Tuesday, December 07, 2004

On Friday (Dec. 3), I spoke very briefly with a group of middle-aged Crimean Tatar men standing at Maidan - I spotted them by their flags.

They're taking turns coming to Kyiv, and there're always from 200 to 300 of them here. As I wrote earlier, Mustafa Jemilev, their leader, had been here, as well as his wife, Safinar Jemileva. The visits of the common folk are being paid for by the Crimean Tatar businessmen.

All of them returned from Central Asia relatively early, in the late 1980s; one was a member of the Crimean Tatar Mejlis: he talked about their close ties with the Ukrainian People's Movement and the Ukrainian People's Party (and hence with Yushchenko's Our Ukraine bloc), and then he invited my colleague and me for plov at the People's Party office (plov is rice with lamb cooked on open fire in a large cast iron bowl - here's a recipe: a useless thing, in my opinion, because the real plov comes with the right people and the atmosphere, not just with the right ingredients and procedure).

"Here," he said, pointing at the man with their flag. "Here, this is our cook. We've brought him with us."

My colleague and I couldn't accept the invitation, unfortunately.

I thanked them in Crimean Tatar (the word, [saghol], is also one of the Turkish 'thank you' words) and then recited part of Tarkan's song, Dudu, that I know by heart in Turkish - most of it, except for most of the translation. Crimean Tatars understand Turkish, so they supplied me with the meaning of one word from the song: true love [ashk]. (I did know that one, of course.)

While we stood there talking, a Ukrainian man came up and asked if these were the Crimean Tatar flags. Then he told the Crimean Tatars that he admired their people and supported their plight.

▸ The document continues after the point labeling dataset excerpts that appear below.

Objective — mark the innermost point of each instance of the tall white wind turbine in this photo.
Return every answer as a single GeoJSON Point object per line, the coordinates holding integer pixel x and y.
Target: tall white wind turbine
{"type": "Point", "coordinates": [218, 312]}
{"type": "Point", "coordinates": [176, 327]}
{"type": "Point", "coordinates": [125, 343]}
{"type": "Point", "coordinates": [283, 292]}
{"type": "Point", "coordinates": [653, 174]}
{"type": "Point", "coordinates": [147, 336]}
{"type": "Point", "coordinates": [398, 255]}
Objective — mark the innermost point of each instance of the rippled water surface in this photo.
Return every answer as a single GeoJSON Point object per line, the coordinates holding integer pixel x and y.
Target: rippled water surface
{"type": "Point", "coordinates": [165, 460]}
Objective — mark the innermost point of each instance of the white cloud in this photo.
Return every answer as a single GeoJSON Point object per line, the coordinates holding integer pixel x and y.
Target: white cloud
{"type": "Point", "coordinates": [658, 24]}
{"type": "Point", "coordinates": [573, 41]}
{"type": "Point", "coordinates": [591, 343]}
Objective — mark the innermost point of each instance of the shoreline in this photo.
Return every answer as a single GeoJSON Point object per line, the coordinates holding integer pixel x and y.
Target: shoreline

Later that afternoon, I ran into Al-Jazeera's Akram Khuzam again, and this time I found courage to approach him and ask if they were doing anything on where the Crimean Tatars stood in this election. No, he said, but back in 1997, he did a documentary about Crimean Tatars, which won some kind of a golden award (I didn't catch what it was exactly because at that moment everyone was anxiously awaiting the Supreme Court's decision - and I was getting more and more nervous to think clearly)...

2 comments:

  1. Speaking of al-Jazeera, today their site ran a Tymoshenko profile with a striking archive photo. I guess this is from the days when they tried to put her away.

    Incidentally, since you've studied Arabic, you might be curious to know the Arabic name for "orange revolution":

    ?????? ??????????
    ath-thawrat al-burtuqaliya

    Which in some forms of Arabic sounds exactly like the word for Portuguese, Burtughali(ya). Evidently, when oranges were first imported from China, Romance people named it after naranj, a similar fruit from the middle east (or pomme-orange, as the French would have it.) The Germans inquired where it came from and classified it as Apfelsin, the sino-apple. Lingua franca must have had its limitations, because middle-easterners simply noted the nationality of the traders.

    Isn't that nice? You get to make a Portuguese revolution without inconveniencing the Portuguese.

    Another Misha

    ReplyDelete
  2. I guess Blogger didn't like the encoding on al-Jazeera's site. It's the last two words in the first paragraph of the Tymoshenko profile.